Figure 3.
Comparison of the 5-fold cross-validation predictions of a model trained with and without gene expression values
MS ligands from datasets A-D were classified according to the predictions obtained by model MS(woexp):HPA+MS(wexp):INT and its counterpart trained without gene expression MS(woexp+wexp).
(A) shows the peptide length distribution of the defined MS ligand subsets and (B) depicts the gene expression values distribution for the same groups. Finally, 3 exemplary alleles were chosen to illustrate the binding preferences of conserved binders (CB) and very improved binders (VIB).

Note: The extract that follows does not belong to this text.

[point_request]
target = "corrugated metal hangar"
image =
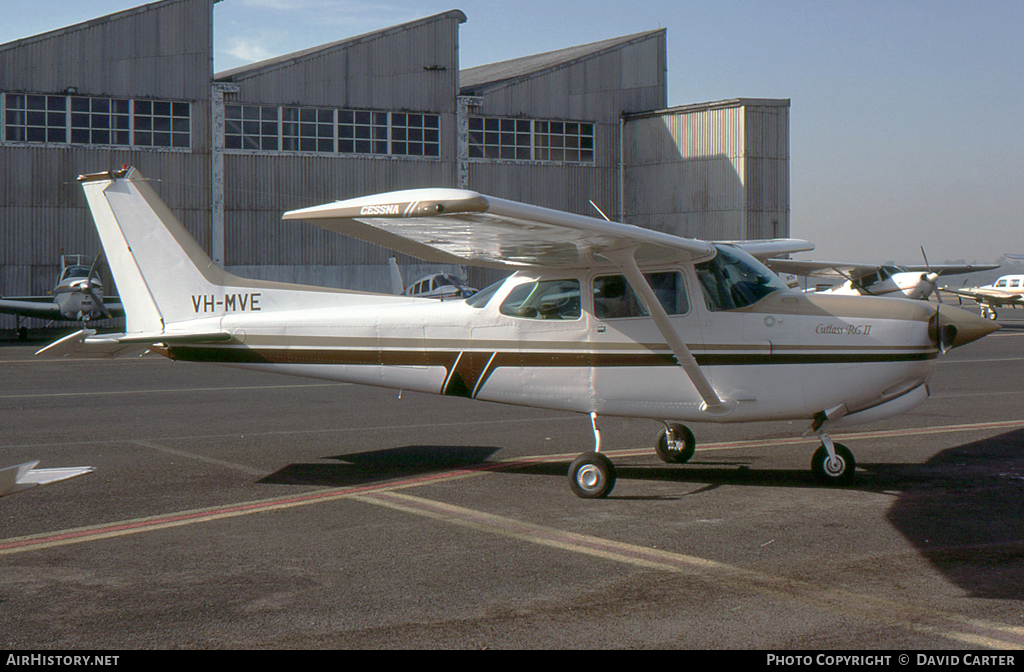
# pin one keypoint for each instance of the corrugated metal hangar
(384, 111)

(C) Characteristics of two groups of ligands: 1. their corresponding sequence logos (left), 2. the difference in information content for each position between the two logos (ΔIC = ICCB – ICVIB) normalized by maximum ΔIC across all positions (centre), and 3. their peptide length distributions (right). Exemplary alleles: 1. HLA-A∗02:01 (n = 379), 2. HLA-A∗03:01 (n = 267) and 3. HLA-B∗07:02 (n = 120). The logos for both CB and VIB binders are constructed with the same number of MS ligands, as specified before. CB, conserved binder; IB, improved binder; VIB, very improved binder; UB, unimproved binder; LB, lost binder.